Ouverture dominicale des magasins genevois : Loi de la jungle ou convention collective
Souvenez-vous : en novembre 2016, en votation cantonale, le bon peuple
avait accepté que les commerces genevois puissent ouvrir trois dimanches
par année, plus le 31 décembre, à condition qu'une convention collective
de travail soit en vigueur, étendue à toute la branche. Mais cette
condition n'a pas été remplie -un contrat-type de travail a dû être
édicté par le canton pour suppléer à cette carence. Ce contrat impose
des salaires minimums et prévoit une augmentation du salaire (très)

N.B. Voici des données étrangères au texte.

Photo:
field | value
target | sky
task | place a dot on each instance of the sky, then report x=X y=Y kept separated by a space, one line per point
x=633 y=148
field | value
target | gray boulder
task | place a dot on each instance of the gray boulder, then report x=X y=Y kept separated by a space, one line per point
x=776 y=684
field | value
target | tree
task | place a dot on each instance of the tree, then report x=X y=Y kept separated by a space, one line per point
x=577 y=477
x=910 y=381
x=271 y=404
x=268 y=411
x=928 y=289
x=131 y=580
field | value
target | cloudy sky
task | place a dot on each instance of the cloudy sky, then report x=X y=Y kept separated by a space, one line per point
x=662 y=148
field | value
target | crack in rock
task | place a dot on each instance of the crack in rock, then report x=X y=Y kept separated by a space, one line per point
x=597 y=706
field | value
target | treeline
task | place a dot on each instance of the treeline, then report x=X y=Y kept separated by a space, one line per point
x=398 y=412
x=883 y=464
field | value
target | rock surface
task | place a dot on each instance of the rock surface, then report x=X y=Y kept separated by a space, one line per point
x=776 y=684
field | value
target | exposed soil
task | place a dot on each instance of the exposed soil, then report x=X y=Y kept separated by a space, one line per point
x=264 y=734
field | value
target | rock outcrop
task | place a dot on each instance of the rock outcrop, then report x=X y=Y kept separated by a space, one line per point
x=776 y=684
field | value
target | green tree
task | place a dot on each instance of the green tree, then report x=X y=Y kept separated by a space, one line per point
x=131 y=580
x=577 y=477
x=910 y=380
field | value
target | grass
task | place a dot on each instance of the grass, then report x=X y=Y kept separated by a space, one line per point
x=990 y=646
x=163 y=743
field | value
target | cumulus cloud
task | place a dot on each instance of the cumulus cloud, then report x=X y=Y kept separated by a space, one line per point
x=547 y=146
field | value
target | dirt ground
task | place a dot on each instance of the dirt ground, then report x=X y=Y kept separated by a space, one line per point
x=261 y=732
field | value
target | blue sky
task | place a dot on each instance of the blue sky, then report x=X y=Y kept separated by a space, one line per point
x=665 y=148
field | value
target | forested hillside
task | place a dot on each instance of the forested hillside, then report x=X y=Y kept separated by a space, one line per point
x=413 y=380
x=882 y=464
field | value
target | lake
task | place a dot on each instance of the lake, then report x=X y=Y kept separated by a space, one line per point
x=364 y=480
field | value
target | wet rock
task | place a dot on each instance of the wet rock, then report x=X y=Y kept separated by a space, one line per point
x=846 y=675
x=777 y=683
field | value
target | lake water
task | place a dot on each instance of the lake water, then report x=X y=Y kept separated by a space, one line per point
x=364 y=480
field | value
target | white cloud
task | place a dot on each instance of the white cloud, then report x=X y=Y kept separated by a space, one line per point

minimum pour le personnel non qualifié et sans expérience, qui passerait
au niveau mirifique de 4007 francs par mois pour 42 heures de travail
hebdomadaire. Ce contre quoi des associations patronales du commerce de
détail genevois ont recouru au Tribunal fédéral. Auparavant, le patronat
du secteur avait tenté de contourner la condition d'une Convention
collective de travail en en signant une avec la société des employés de
commerce, pratiquement absente du secteur du commerce de détail genevois
et donc disposée à signer n'importe quoi avec n'importe qui pour exister
dans le paysage syndical local. Sauf que son coup de surin dans le dos
des syndicats représentatifs des travailleuses et des travailleurs du
secteur lui a valu d'être exclue de la communauté genevoise d'action
syndicale (la CGAS), qui regroupe tous les syndicats genevois -sauf,
désormais, la SEC... Les associations patronales ont également
instrumentalisé la majorité de droite du Grand Conseil pour contourner
la condition d'une convention collective, par une loi la supprimant, ce
contre quoi les syndicats ont lancé un référendum*, soutenu par la
gauche. On vote le 19 mai. Et on vote, évidemment, "non". Pour rétablir
l'obligation d'une convention collective si vraiment le patronat du
commerce genevois tient à ouvrir le dimanche les magasins qui le
peuvent. Parce que la loi de la jungle, c'est fait pour la jungle, pas
pour une République où on ne cesse de nous chanter les vertus du
"partenariat social". Pour mieux s'assoir dessus.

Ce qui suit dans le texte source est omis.